Rising Motor Costs

Repairing vehicle damage is a key driver for this and has had a 'domino effect' on other aspects.

Claims inflation – rising costs within motor

Since Covid19 and Brexit, we’ve seen significant market changes occur, in particular; the rising cost of motor claims. Repairing vehicle damage is a key driver for this and this has had a ‘domino effect’ on other aspects of claim costs.

The headlines in consumer press have been telling woes about rising costs of living, and this is reflected across all areas of business too, with the motor market also being affected.

Market intelligence suggests that repair cost inflation had risen 8.4% in 2020 and 8.2% in H1 2021.  From the beginning of 2020 and end of 2021 is estimated to have inflated by 12% with no signs of slowing down.


Challenges for Insurers – what we are doing to mitigate the costs

  • Cultivate strong supply relationships with repairers and mobility providers – we work closely with our supply chain to ensure strong relationships and sufficient capacity and skills to meet demands, including provision of replacement / courtesy cars. We are not immune to inflation but we can try and manage the demand as best as we can.
  • Utilising green parts (reclaimed quality assured parts) where possible, can help put cars back on the road sooner as well as being better for the environment and a lower cost option.
  • Robust screening and control of claims to defend opponent behaviours to artificially inflate costs even higher – examples of some clamant firms moving roadworthy cars into garages to await repair so inflating replacement hire costs.

Whiplash Reforms – these should have positive effect on Claims costs

The reforms have taken a bit of a back seat from headlines lately, compared to motor parts costs, but on 31st May 2021, whiplash reforms came into force which affected all injury claims emanating from accidents on or after that date.
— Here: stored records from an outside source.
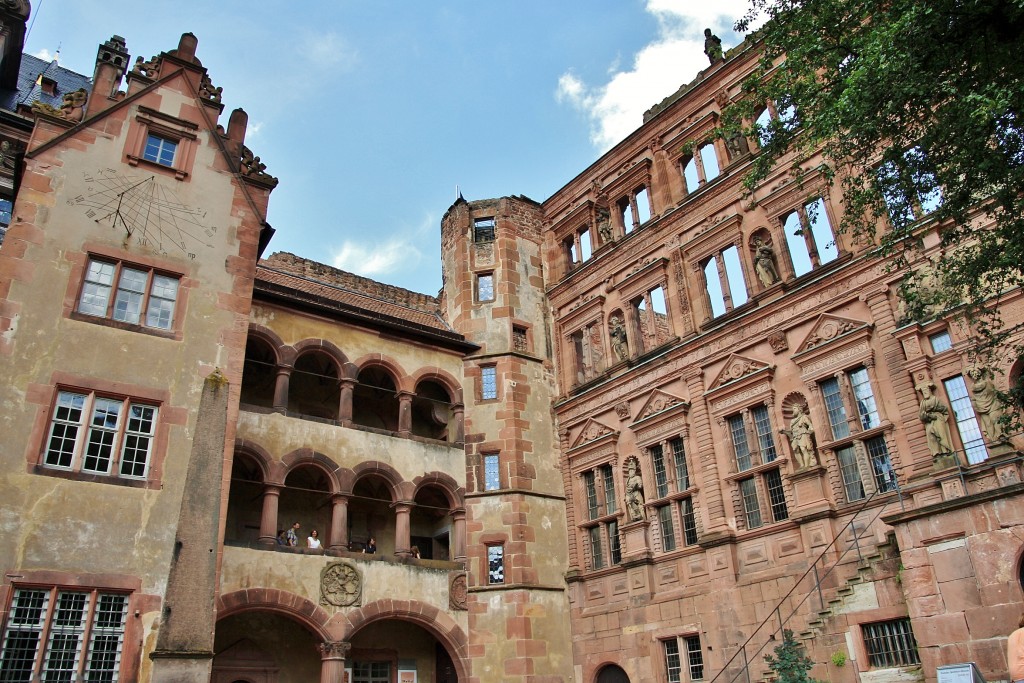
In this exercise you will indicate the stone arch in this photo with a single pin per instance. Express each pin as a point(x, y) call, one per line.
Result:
point(453, 492)
point(301, 457)
point(427, 616)
point(260, 456)
point(303, 611)
point(440, 377)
In a nutshell, it introduced a tariff based settlement amount for whiplash defined injuries based on a prognosis for recovery (time of recovery). The value of compensation paid for these claims has been set at values lower than that previously recoverable.

Unfortunately, ‘non-whiplash’ defined injuries (so for example a bruised knee or wrist) are not captured within the reforms and there is clear evidence that we are seeing a change in the types of injury now occurring. The value of these ‘non-whiplash’ defined injuries is also unclear when claimed in conjunction with a whiplash injury, with a Court of Appeal test case likely to be required to provide the industry with much needed clarity. From a cost perspective, the way things are currently set up has the potential to significantly undermine the expected benefits from the Whiplash Reform programme. 
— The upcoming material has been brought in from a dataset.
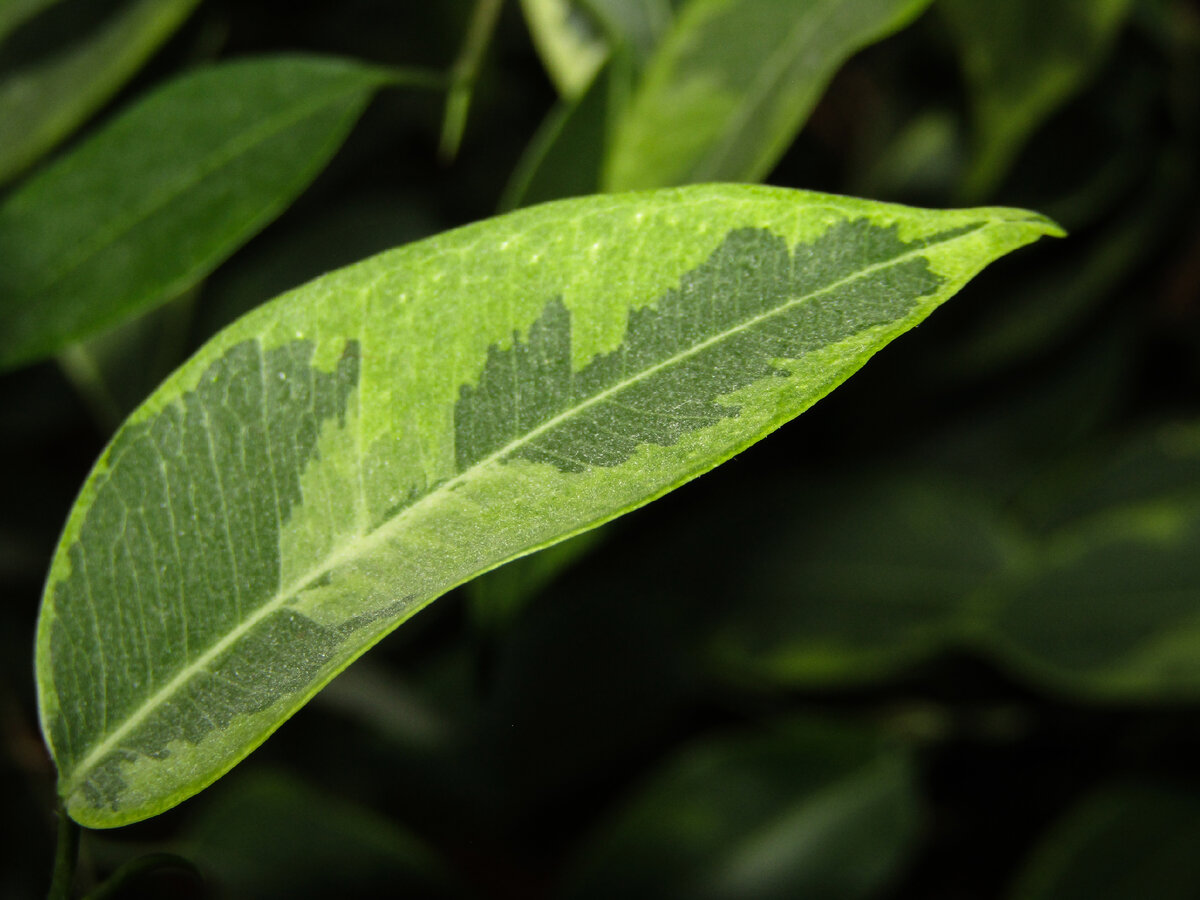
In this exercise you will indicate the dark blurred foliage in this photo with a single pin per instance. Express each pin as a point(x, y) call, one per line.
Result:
point(903, 637)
At the same time, the Small Claim Track limit for Personal Injury claims was increased from £1000 to £5000 within the motor space, all but eliminating any legal cost recovery for the majority of low value motor injury claims. This will have a corresponding positive effect on insurer costs and should be borne out.

The government and FCA require insurers to provide information to demonstrate that any benefits realised from the Reform programme is passed on to insurers. Regulatory reporting is expected from November 2023.

So far, industry experience suggests that there has been a 20-30% reduction in injury claims compared to the pre-reform level. At the moment it’s too early to tell whether this will develop unfavourably or if these reductions will remain. In the past, our experience would suggest that the claimant market will adapt over time which could mean the frequency reduction may dissipate as we continue to move forward, but we’ll wait and see what happens.

All these influences are set to make for a challenging year for motor insurers, this coupled with pricing reforms on personal line products, means that personal motor insurance will become a more competitive market than ever before. You can be assured that at Covéa Insurance we will continue to deliver fair pricing proposals to risk presentations across all our motor products including private motor, motor fleet and motor trade; and ensure that we do what we can to control claims inflation. 

We hope this information is of interest and will additionally help you in conversations with your motor customers.